I’m interested in using SGD with momentum. In looking at the pseudocode on the SGD documentation site (SGD — PyTorch 2.6 documentation), I’m confused as to why the momentum parameter (momentum>0) is never touches the gradient when nesterov=False and dampening>=1.
Below is a screenshot of the pseudocode where the red arrows indicate (to my understanding) what lines would be executed should you define SGD to be:
Based on the pseudocode, it seems like momentum is not used at all under these parameter settings. Am I missing something or is the pseudocode incorrect?
The pseudocode looks sensible to me and is not obviously incorrect. (I don’t know
whether it agrees in detail with pytorch’s implementation.)
As I read it, on the first iteration (t = 1) the momentum, mu, is indeed not used. But
this makes sense because mu is basically a moving-average parameter.
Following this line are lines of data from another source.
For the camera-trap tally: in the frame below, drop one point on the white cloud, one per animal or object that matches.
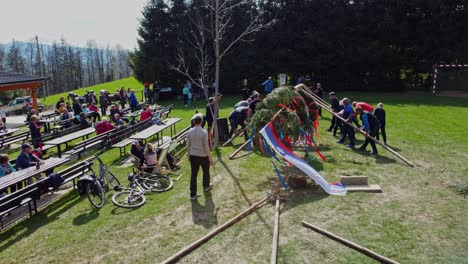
(106, 21)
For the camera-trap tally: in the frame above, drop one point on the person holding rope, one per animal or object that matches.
(198, 152)
(335, 106)
(347, 130)
(370, 125)
(379, 113)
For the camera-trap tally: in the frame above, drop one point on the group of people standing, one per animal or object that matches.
(373, 121)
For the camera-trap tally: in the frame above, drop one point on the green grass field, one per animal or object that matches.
(419, 218)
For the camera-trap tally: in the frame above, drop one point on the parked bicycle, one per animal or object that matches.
(140, 183)
(96, 186)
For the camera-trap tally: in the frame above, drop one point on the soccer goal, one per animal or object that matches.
(450, 77)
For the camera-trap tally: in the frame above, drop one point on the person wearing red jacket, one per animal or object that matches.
(146, 114)
(103, 126)
(364, 106)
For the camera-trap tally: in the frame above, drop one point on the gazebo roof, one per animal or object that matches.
(10, 78)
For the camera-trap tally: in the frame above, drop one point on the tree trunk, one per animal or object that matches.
(218, 60)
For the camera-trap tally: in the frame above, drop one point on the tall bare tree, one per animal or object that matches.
(216, 34)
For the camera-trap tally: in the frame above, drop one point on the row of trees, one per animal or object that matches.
(69, 67)
(345, 44)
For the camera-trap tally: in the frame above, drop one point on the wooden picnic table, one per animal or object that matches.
(156, 129)
(67, 138)
(8, 131)
(25, 174)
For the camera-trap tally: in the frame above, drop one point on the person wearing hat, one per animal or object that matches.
(26, 159)
(269, 86)
(370, 126)
(3, 114)
(335, 105)
(198, 152)
(236, 118)
(35, 131)
(347, 130)
(379, 113)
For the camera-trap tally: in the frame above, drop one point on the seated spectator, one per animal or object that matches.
(103, 126)
(151, 157)
(66, 116)
(61, 108)
(112, 113)
(118, 121)
(30, 114)
(364, 106)
(84, 122)
(26, 158)
(5, 169)
(94, 111)
(35, 131)
(137, 151)
(146, 114)
(68, 107)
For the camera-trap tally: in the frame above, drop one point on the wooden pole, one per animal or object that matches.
(274, 251)
(358, 129)
(239, 149)
(185, 251)
(230, 140)
(363, 250)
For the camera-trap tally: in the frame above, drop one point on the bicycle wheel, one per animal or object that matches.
(128, 199)
(95, 194)
(112, 180)
(157, 183)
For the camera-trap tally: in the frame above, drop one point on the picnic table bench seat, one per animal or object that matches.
(31, 193)
(6, 141)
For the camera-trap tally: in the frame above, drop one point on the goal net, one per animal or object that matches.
(450, 78)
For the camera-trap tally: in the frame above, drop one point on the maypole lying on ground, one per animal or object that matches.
(185, 251)
(363, 250)
(324, 105)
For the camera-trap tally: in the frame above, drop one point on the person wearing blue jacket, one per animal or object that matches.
(370, 126)
(133, 101)
(236, 118)
(269, 86)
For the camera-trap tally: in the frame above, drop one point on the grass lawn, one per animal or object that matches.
(419, 218)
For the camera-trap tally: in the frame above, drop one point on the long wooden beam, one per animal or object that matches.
(274, 250)
(363, 250)
(239, 149)
(325, 106)
(185, 251)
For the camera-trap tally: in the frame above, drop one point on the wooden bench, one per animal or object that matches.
(31, 193)
(6, 141)
(84, 145)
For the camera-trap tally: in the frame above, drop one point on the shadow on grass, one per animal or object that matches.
(207, 215)
(85, 218)
(28, 226)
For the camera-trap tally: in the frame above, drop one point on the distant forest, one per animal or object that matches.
(68, 67)
(344, 44)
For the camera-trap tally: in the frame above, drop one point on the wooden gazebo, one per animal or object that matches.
(19, 81)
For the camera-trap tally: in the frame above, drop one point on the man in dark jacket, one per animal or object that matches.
(26, 159)
(379, 113)
(370, 125)
(236, 118)
(335, 105)
(77, 107)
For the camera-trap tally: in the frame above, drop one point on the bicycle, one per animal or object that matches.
(97, 186)
(132, 197)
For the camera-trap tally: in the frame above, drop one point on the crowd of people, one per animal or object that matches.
(373, 121)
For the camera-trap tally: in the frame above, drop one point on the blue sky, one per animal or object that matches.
(106, 21)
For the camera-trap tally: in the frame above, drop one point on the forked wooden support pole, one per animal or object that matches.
(239, 149)
(234, 137)
(363, 250)
(325, 106)
(274, 251)
(185, 251)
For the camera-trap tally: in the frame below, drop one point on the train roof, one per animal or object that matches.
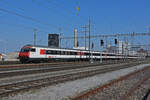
(60, 48)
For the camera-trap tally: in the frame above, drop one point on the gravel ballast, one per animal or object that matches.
(71, 89)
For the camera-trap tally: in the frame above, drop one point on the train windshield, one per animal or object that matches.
(25, 50)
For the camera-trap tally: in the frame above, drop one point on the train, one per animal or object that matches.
(35, 53)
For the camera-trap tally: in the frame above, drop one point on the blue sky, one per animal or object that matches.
(107, 16)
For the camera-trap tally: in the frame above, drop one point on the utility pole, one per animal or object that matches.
(89, 27)
(35, 30)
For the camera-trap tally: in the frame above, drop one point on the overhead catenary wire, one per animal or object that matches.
(65, 9)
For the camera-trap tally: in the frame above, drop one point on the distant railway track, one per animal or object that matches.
(40, 80)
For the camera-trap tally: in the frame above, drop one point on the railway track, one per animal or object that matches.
(14, 85)
(17, 71)
(128, 87)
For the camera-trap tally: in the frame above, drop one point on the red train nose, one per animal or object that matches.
(24, 54)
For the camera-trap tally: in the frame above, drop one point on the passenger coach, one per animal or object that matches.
(30, 53)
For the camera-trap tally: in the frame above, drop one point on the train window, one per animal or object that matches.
(32, 50)
(57, 52)
(48, 52)
(25, 50)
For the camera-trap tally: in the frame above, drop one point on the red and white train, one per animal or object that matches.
(30, 53)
On the first
iteration, the “moving-average gradient” is just set equal to the gradient, because there
is not yet a previous value with which to average it.
On subsequent iterations (t > 1), we have b_t = mu b_t + (1 - tau) g_t. mu is
used and is specifying how much how much of the previous value of b_t is mixed into
the new value of b_t.
Is it possible that you are misreading tau, the dampening parameter, for t, the iteration
index used in the pseudocode?